By Dongsheng He, Jie Zeng, Hefei National Laboratory for Physical Sciences at the Microscale (HFNL), University of Science and Technology of China
A wide range of potential applications urges deep insight of the optical properties of “coinage” metals on a surface. At small particle sizes (e.g. less than 2 nm for silver), detecting resolvable signals from well-separated nanoparticles is extremely difficult for conventional surface spectroscopic tools. Alternative methods should be sought.

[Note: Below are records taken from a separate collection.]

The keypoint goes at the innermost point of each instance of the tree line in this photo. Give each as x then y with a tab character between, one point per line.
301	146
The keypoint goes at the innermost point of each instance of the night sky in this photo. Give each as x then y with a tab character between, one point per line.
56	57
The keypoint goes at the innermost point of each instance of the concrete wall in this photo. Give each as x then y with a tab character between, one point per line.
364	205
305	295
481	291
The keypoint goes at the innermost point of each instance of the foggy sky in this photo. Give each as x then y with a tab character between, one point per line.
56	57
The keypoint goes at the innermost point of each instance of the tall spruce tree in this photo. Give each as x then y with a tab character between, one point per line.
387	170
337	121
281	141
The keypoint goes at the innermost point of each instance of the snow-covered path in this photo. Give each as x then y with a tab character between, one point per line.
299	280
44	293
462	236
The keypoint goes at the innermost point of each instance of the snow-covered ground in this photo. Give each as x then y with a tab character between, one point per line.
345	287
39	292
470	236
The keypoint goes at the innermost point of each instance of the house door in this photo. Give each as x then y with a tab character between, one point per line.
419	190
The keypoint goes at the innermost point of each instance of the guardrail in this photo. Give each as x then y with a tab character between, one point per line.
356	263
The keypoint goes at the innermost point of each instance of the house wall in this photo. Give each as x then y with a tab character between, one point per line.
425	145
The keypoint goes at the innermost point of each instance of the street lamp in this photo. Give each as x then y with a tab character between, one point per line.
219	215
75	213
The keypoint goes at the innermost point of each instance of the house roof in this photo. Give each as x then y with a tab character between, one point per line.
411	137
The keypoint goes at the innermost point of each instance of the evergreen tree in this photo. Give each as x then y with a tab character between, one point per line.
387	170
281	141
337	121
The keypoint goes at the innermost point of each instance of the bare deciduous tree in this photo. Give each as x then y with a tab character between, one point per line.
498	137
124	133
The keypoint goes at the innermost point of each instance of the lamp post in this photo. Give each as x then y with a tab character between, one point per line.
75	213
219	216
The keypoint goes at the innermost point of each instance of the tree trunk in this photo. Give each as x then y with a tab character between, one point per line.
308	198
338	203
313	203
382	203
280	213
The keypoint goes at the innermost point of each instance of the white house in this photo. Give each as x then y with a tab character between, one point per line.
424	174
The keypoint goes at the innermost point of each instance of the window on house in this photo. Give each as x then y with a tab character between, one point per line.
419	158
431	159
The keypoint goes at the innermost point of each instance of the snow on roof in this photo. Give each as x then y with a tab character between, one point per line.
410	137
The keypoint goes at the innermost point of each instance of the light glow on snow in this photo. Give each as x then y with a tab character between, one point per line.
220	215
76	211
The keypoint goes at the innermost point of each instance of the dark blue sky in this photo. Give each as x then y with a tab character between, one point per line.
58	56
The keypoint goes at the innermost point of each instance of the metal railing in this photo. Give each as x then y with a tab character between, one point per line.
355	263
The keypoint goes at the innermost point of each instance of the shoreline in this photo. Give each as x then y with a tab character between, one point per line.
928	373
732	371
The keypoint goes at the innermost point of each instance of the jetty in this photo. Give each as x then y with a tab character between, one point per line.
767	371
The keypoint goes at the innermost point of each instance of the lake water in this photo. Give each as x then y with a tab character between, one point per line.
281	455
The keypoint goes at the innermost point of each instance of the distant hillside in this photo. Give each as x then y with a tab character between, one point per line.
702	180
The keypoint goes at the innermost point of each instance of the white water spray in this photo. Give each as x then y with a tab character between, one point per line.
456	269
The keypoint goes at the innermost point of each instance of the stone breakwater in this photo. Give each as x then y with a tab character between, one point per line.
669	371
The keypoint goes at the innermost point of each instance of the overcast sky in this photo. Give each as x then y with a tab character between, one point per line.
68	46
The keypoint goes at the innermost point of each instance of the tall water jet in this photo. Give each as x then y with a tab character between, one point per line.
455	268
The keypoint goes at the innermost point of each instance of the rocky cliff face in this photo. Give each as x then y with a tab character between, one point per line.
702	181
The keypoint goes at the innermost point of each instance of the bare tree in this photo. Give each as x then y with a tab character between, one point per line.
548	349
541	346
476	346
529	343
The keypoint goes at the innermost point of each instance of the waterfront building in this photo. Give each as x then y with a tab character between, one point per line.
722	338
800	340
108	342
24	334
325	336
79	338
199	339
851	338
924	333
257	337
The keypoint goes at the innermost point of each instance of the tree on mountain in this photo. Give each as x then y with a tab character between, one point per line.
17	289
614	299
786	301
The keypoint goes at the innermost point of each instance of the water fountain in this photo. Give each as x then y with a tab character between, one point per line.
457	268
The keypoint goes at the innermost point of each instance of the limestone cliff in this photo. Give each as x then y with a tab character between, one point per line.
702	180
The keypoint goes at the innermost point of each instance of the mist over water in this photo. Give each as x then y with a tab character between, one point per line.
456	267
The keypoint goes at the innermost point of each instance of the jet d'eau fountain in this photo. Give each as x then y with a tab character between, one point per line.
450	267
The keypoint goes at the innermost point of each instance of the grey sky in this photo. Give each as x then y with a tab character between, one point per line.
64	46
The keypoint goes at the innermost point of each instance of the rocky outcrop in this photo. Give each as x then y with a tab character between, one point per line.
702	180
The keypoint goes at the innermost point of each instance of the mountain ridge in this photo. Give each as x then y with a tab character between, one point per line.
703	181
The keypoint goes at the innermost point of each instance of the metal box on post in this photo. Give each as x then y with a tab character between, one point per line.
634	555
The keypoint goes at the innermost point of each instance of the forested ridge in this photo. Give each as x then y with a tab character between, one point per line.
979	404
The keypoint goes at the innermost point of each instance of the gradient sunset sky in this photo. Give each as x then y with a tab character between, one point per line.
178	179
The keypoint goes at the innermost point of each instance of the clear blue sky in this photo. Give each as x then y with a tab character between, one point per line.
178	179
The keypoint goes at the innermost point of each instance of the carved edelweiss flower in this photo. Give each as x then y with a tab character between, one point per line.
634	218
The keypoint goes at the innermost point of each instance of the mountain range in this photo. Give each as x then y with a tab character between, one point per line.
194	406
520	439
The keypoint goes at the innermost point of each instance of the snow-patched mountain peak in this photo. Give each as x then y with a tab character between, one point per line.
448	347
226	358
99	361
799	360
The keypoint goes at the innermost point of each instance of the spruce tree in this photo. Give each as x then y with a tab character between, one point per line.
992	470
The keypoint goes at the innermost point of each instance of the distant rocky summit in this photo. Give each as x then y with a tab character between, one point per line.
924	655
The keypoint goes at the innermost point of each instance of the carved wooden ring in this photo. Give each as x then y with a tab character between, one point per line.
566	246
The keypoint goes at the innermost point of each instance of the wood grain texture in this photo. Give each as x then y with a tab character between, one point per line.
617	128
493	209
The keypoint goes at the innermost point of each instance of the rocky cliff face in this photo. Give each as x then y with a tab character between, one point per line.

Recently, Dr. Martin Thämer and Dr. Aras Kartouzian, together with colleagues from Prof. Ulrich Heiz’s group at the Technical University of Munich, chose to take on this challenge. Employing nonlinear second harmonic generation (s-SHG) spectroscopy, combined with linear surface cavity ring-down (s-CRD) spectroscopy, they shed light on silver clusters as small as tens of atoms. In this experiment, s-SHG provides the insight of second harmonic oscillation induced by asymmetric potential, whereas s-CRD is used to examine optical loss of the fundamental photon energy. The emerged experimental spectra indicates plasmon splitting and a blue shift in the s-SHG spectrum deviating from Mie’s theory simulation of a spheroid of silver clusters in an isotropic media. The authors attribute this to the anisotropy of both dielectric coefficient and the cluster shape on the surface. The revised simulation, which is also from Mie’s theory but includes the geometric parameters of the cluster and surrounding media, is remarkably consistent with the obtained experiment data. The flatness, i.e. the shape, of the cluster on the surface, consistent with previously reported studies, plays a vital role in the optical property of such small clusters.
Demonstration of this method has several important implications. Firstly, it provides a practical approach to study the optical properties and the morphology of ultrasmall clusters on a surface. Secondly, it shows that Mie’s theory is still applicable to such small clusters and experimentally confirms that the transition size from plasmonic to molecular optical properties of supported silver clusters lies at less than 40 atoms, where the exact size probably needs further investigations. However, there is no doubt this work paves the way for studying the optical properties of even smaller clusters on a surface, size by size, or probably even atom by atom. We are very much looking forward to further progress on this project!